His jet-black hair was damp, his handsome face etched with exhaustion and something else-annoyance. When his gray eyes landed on her standing in the foyer, dripping rainwater onto his expensive marble floor, his expression hardened into the cold, appraising mask she knew best.
Her guardian. The man who had saved her from bullies when she was nine years old. The man she had loved in silence for a decade.
"Alaina." His voice was hoarse from the fever, flat and unwelcoming. "What are you doing here?"
*I came to take care of you.* The words died in her throat. What a fool she was. He didn't need her. He had never needed her.
Ashley pressed herself closer to his side, planting her flag with the confidence of a conquering general. And Derrick-Derrick did not push her away.
That silence was the loudest sound Alaina had ever heard.
Something inside her cracked. But instead of shattering, the pieces rearranged themselves into something harder. Something colder.
She had spent ten years being invisible. Ten years loving a man who saw her as nothing more than an obligation, a burden he had inherited along with his father's second marriage. She had learned to swallow her pain, to smile politely, to disappear into the wallpaper of his life.
Not tonight.
Alaina lifted her chin. She walked forward, her worn sneakers leaving wet footprints on the marble, and set the paper bag down on the ornate console table with deliberate, almost ceremonial care.

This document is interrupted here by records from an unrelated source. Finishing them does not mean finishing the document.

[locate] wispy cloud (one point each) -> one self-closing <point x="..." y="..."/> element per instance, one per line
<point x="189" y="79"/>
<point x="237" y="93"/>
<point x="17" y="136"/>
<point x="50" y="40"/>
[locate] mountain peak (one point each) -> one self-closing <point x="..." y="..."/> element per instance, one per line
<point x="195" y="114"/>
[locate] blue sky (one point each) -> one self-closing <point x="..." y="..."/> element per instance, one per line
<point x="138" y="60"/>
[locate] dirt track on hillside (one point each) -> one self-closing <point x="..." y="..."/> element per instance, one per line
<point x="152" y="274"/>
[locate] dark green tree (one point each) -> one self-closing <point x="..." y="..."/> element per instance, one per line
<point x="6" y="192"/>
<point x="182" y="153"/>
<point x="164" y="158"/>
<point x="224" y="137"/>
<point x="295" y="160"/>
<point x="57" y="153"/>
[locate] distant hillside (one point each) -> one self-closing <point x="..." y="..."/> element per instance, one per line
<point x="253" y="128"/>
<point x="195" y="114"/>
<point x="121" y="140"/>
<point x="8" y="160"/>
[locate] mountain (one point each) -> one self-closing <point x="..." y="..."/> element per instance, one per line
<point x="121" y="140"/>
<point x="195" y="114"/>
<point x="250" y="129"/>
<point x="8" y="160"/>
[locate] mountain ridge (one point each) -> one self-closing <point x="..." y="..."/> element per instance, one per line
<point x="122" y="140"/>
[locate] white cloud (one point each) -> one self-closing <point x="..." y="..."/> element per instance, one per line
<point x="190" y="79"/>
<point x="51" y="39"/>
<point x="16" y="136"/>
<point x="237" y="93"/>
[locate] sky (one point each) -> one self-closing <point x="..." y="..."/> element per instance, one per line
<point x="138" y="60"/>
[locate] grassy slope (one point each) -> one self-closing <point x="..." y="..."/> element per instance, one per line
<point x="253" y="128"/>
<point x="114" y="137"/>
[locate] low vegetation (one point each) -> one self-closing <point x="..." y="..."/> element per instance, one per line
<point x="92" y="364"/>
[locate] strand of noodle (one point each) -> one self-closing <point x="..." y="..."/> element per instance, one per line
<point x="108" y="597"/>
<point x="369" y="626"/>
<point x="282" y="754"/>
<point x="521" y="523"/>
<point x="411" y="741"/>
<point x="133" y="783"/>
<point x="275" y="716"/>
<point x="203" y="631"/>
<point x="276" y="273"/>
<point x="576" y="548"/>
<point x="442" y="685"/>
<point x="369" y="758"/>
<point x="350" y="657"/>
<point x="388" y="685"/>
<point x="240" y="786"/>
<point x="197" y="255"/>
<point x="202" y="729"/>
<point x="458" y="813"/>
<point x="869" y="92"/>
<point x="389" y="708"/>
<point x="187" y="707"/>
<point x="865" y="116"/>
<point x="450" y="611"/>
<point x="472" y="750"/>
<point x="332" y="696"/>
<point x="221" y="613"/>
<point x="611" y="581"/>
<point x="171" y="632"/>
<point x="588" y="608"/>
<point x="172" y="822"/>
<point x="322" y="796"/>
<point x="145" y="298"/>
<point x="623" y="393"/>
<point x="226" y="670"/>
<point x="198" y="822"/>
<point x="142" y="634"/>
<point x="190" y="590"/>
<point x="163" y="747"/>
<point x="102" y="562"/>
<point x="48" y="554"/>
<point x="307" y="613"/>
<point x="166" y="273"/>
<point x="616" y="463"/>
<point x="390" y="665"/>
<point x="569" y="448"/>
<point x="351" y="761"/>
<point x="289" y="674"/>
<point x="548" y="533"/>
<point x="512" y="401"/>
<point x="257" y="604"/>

Then she looked at Ashley. Really looked at her-a slow, assessing sweep that stripped away the supermodel's veneer of superiority and found the insecure social climber beneath.

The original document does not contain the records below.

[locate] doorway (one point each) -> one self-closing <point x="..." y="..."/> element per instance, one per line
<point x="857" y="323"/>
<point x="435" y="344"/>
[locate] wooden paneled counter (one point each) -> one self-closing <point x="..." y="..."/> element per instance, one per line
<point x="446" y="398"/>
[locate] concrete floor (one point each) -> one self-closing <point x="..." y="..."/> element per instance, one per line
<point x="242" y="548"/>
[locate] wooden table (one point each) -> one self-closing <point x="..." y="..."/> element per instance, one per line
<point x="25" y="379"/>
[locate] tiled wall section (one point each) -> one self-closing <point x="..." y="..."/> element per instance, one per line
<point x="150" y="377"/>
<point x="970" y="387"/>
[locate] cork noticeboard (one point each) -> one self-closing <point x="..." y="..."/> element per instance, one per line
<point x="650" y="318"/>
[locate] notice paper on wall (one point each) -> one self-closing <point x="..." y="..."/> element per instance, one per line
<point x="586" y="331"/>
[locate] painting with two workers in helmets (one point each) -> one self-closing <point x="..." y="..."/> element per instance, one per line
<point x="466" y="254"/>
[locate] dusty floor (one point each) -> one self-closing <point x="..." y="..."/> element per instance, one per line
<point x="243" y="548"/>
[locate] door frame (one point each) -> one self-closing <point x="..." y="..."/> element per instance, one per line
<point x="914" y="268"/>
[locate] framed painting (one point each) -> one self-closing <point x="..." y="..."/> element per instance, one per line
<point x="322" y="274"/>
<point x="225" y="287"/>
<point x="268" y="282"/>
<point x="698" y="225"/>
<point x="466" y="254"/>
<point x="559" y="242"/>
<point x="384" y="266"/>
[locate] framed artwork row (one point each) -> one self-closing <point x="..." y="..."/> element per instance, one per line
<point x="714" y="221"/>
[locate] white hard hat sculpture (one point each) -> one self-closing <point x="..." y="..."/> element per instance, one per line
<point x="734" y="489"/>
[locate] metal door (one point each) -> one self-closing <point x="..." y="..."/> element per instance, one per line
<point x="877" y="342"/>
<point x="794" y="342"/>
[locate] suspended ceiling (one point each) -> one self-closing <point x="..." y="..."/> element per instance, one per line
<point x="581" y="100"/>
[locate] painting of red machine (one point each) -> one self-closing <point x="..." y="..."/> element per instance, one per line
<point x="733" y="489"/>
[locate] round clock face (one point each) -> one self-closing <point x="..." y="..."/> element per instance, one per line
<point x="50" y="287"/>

When Alaina finally spoke, her voice was eerily calm.
"I brought medicine. But I can see you've already found yourself a prescription." Her lips curved into a smile that didn't reach her eyes. "I hope the side effects aren't too severe."
Ashley's smug expression flickered. "Excuse me?"

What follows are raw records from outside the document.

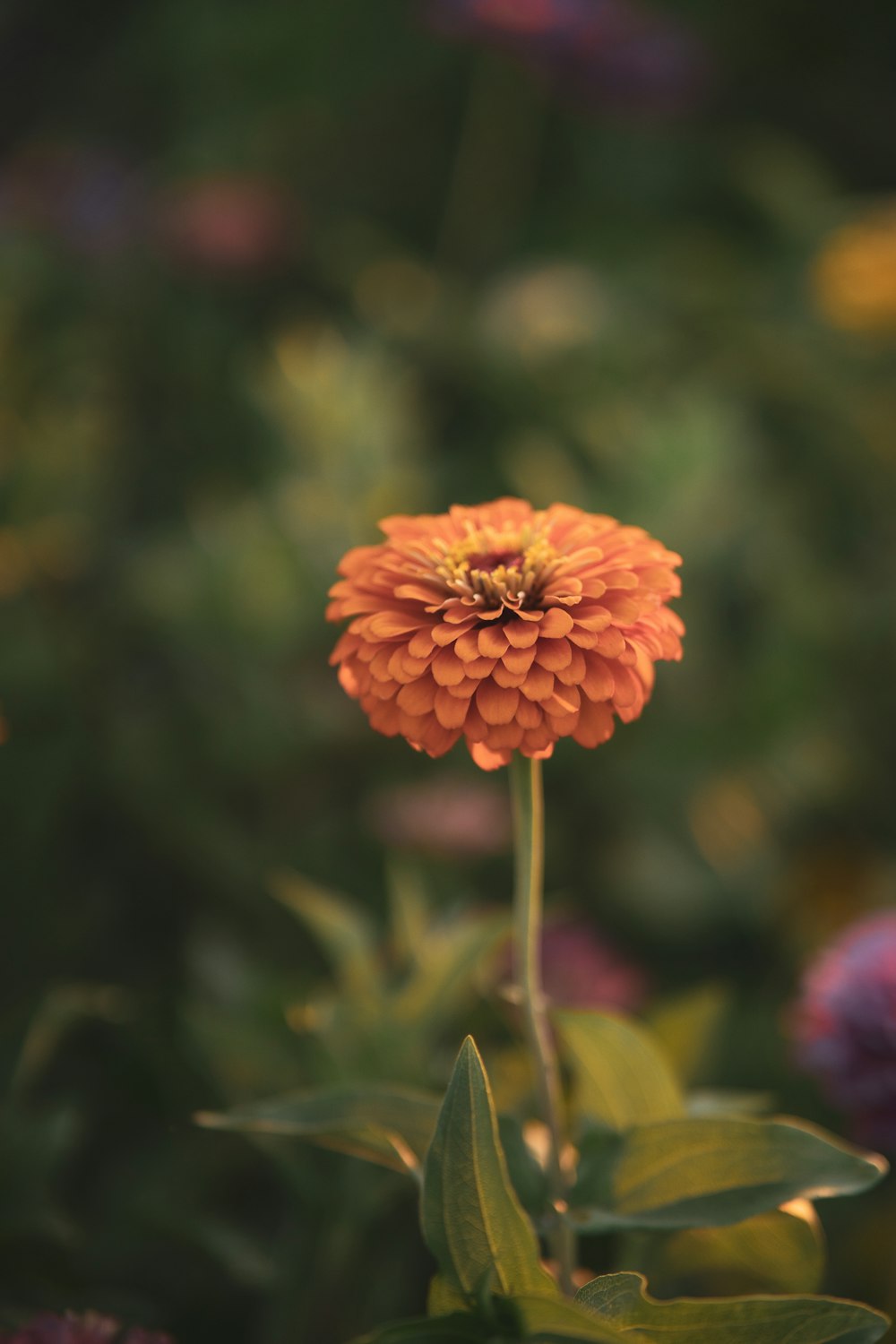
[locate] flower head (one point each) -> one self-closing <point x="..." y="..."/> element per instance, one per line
<point x="610" y="51"/>
<point x="80" y="1330"/>
<point x="844" y="1026"/>
<point x="504" y="625"/>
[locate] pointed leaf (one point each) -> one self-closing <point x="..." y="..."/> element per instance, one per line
<point x="622" y="1077"/>
<point x="343" y="929"/>
<point x="458" y="1328"/>
<point x="392" y="1126"/>
<point x="471" y="1219"/>
<point x="444" y="978"/>
<point x="708" y="1172"/>
<point x="556" y="1319"/>
<point x="780" y="1252"/>
<point x="621" y="1300"/>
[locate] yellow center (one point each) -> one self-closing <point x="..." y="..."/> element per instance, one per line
<point x="495" y="566"/>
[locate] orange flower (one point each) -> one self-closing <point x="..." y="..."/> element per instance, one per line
<point x="505" y="625"/>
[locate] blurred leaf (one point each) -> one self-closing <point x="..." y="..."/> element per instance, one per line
<point x="446" y="962"/>
<point x="716" y="1101"/>
<point x="710" y="1172"/>
<point x="457" y="1328"/>
<point x="780" y="1252"/>
<point x="527" y="1175"/>
<point x="387" y="1125"/>
<point x="759" y="1320"/>
<point x="686" y="1027"/>
<point x="556" y="1319"/>
<point x="344" y="930"/>
<point x="621" y="1075"/>
<point x="471" y="1219"/>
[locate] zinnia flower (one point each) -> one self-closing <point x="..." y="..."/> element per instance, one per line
<point x="80" y="1330"/>
<point x="855" y="273"/>
<point x="504" y="625"/>
<point x="844" y="1026"/>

Derrick's brow furrowed, a flash of something unreadable crossing his face. "Alaina-"
But she was already turning away.
He caught her wrist. His grip was warm, firm, and for one traitorous heartbeat, her body leaned toward him, craving more of that touch. She hated herself for it.
"It's late. The rain is heavy," he said, his voice dropping into the paternal tone that had always twisted the knife in her chest. "Did you drive yourself?"
She looked down at his hand on her wrist, then back up at his face. The question she had swallowed for ten years burned on her tongue.
*Did you ever see me? Even once?*
Instead, she pulled her arm free. "Does it matter?"
He stiffened, and something dark flickered in his eyes. Guilt? Regret? She didn't care anymore. She refused to.
"Ashley," he said quietly, as if the name itself was an explanation. "She's just a fling."
There it was. The final nail in the coffin of her decade-long devotion.
Alaina let out a soft, humorless laugh. "Good for you. I hope she's worth the flu."
She turned and walked out the heavy oak door, stepping into the cold, cleansing rain. She did not look back.
If she had, she would have seen Derrick Harmon standing in the doorway, his jaw clenched so tight the muscle jumped, his hands balled into fists inside the pockets of his robe. His face was a thundercloud, dark with something that looked terrifyingly like regret.
But Alaina didn't look back.
And in the shadows of the second-floor landing, unseen by anyone, a figure watched the entire scene unfold through the lens of a smartphone camera. The red recording light blinked steadily in the dark.
The video was uploaded to a private cloud server ten minutes later, tagged with a single name: *Julian Rhodes IV*.